Thursday, April 9, 2015

Even if you aren't a fan of rowing... worth a dive between these pages

This book has a lot of things going for it, IMHO.  I don't read a lot of non fiction books, but it seems that when I do, they are about sports.  I believe in the power of sport (whatever one happens to float your boat), and what can happen through and as a result of sport for both individuals and communities.

There are many different ways that you could speak about this book.  This group of young men that came together in Seattle to become the victorious crew in the Berlin Olympics of 1936 is inspiring.  That they managed their feat with the backdrop of the great depression, and then the rise of Hitler adds yet another layer.  That this was a west coast team with humble roots that emerged victorious, is yet another element to this Olympic tale of resilience, perseverance, and team work.

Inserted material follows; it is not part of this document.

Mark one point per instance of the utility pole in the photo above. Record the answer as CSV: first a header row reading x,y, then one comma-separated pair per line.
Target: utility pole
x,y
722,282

This is a great book.  It is one I may purchase so all my boys can read it at a later date.  Brown really captures something about the time, about the West Coast, about rowing, and even offers a different viewpoint in to Germany in the 1930s.  As someone who read a lot of Holocaust literature, this provides a different lens to viewing Germany and a new entry point in to the history from a different point of view. This is also about the poetry of being on the water, of growing together in to a team, and about what happens to individual when they persevere in the face of difficulty. Each chapter starts with a quote from George Pocock, and I actually read them. Many of them are quietly profound.  There heartbreaking moments in this novel, and moments that lift your heart.  What more can you hope for from a book?  Definitely an inspiring read, and well worth your time to read.

I do think that we stumble on the right books, at the right time.  Sometimes for entertainment, and sometimes for more obscure reasons (such as lessons we need to learn or new thoughts to have bloom in our imagination).  This book is inspiring.  It is a quick read, it easily weaves a few personal stories with the larger picture.  For me, I remember being an undergraduate and wishing that I had the courage to go up to the rowing table and join the club.  I loved to row (just a plain old rowboat) when I was a kid visiting my grandparents in Sechelt, and to canoe, and I just didn't have the gumption at the time to walk up to that table.  I wish I did, but looking back, hockey was starting to figure pretty big in my life at the time, and I don't think I would have had the time for both sports.  I did dragon boating for three years, which already feels like a lifetime ago, and I loved it.  What I would like to do next is outrigger.  My goals for 2015 would be to get myself out paddle boarding in White Rock at least once this year, and to figure out how I can get myself out on the water in my local community.  I don't see hockey happening for me anytime soon, and perhaps this is the time to get back out on a boat.  In this way, this book has been a reminder for me, the peace that I feel out on the water, and the satisfying feeling of being with a team that has accomplished something physical together.  For me, there is also the lessons about working together as a team, of finding your "swing" as a group, and about giving yourself up to trusting your team.  This can be about anything in life, even your closest friendships, family, and your spouse.  It is also about the investment of time in to yourself, and the people that are part of your team.  This for me is especially true when I think about work and the people around me.  We haven't always gotten along, and there are times when I could say that things weren't well.  There is also something equally to be said about when you stick it out and persevere, time passes, and you are able to work through the challenges and get to somewhere you would never have ended up if things had always been 'sunshine and rainbows'.